The following folders were equally uninteresting. There were various documents from University Hospital, deeds of conveyance, contracts and so on.

He started to despair of finding anything exciting when from the sixth and final folder he pulled out a will. He quickly browsed through it and as good as immediately saw his mother’s maiden name. “Anna Andersson” it said, clear and obvious. He was forced to set the will aside a moment.

He took the flashlight out of his mouth, looked around and discovered a flower pot with a sadly neglected hibiscus, got up and spit out the saliva that had collected in his mouth.

What was he to believe? Perhaps it was another Anna Andersson? It was not exactly an uncommon name. There was only one way to find out, to read on, regardless of where it might lead.

He found the section again and read: “To Miss Anna Andersson, who was in service in the house for a few years in the nineteen forties, I bequest 100,000 (one hundred thousand) kronor.”
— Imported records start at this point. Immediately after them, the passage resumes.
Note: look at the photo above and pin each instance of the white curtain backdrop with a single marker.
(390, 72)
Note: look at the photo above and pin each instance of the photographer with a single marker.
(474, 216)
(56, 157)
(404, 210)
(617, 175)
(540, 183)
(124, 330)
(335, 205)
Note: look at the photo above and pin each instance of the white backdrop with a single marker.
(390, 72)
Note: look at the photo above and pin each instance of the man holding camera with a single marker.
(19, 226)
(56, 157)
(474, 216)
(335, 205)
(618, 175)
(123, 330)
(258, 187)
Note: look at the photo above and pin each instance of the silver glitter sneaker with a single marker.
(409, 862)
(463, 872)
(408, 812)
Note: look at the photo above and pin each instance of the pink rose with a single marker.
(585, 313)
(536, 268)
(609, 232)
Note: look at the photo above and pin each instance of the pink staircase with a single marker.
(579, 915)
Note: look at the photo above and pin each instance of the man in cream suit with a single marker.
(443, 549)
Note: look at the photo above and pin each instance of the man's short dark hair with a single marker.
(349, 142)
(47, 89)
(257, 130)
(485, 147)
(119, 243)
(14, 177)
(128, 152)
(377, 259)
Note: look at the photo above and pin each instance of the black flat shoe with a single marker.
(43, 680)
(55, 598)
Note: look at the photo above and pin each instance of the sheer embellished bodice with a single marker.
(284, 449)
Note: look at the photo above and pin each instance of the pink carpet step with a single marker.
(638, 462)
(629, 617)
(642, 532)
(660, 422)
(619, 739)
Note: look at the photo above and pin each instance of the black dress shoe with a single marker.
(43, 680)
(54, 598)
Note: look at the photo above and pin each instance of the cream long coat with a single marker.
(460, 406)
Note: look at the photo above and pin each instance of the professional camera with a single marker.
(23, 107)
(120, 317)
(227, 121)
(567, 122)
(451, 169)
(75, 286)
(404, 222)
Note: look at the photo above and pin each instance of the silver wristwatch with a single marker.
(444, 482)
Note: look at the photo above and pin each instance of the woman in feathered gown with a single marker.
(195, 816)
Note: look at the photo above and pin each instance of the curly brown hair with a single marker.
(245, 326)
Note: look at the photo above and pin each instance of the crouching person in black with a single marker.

It was immediately clear to him that he would inherit from Professor von Ohler.

His surprise was no less when he read the continuation: “To Miss Greta Andersson I bequeath 200,000 (two hundred thousand) kronor. To Miss Agnes Andersson, number three in the group of sisters and whose time of service now exceeds fifty years, I bequest 300,000 (three hundred thousand) kronor.”
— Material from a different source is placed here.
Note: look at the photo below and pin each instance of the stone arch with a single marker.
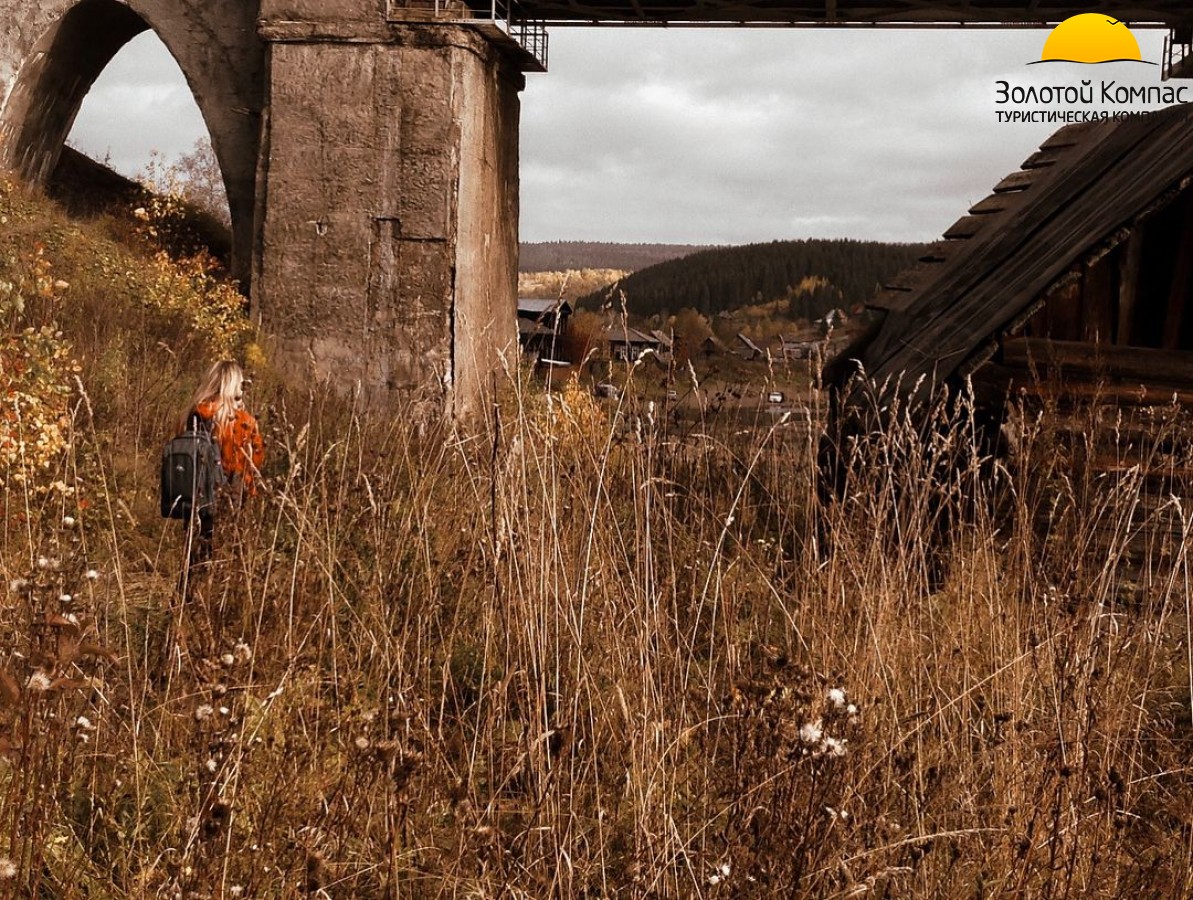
(215, 44)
And right after that the parting shot: “Should I survive one or all of the misses Andersson, then the respective amounts return to the estate.”

Now the inheritance was not as obvious, but what surprised him the most was the word “now.” That meant reasonably that the woman he had seen working in the house was this Agnes Anderson, “number three in the group of sisters.” In other words, she was his aunt!

He checked when the will was drawn up and found that it was only two days old.

For a long time he sat staring into space. He could have expected anything at all, but not this. He had been given a family.

He read the will again, determined that the amounts Ohler bequeathed to the Andersson sisters were an insignificant fraction of what he owned in total in properties, securities, and cash bank deposits. This was shown by the appendices that were attached to the will. A major item among the agricultural properties was a farm outside Eslöv, which the Ohlers had apparently rented out since the early 1900s to the same farm family. Bertram von Ohler was determined that this would also apply in the future.

But there were also other farms mentioned, including half a dozen in eastern Småland and two in the areas around Bålsta.

The shares were distributed among some two dozen Swedish companies. The largest individual entry was in Alfa Laval with 180,000 shares, but the holdings in SKF, Handelsbanken, various pharmaceutical manufacturers, and forestry companies were also significant. The strangest information was a fifty-percent ownership of a car garage in Nybro, Johansson Brothers Welding and Forging.

A numbing enumeration of companies and figures. Page up and page down that testified to a financial power that was hard to imagine. This was no chance lottery winning but instead columns of riches that had accumulated over many years, perhaps centuries, Karsten Heller suspected.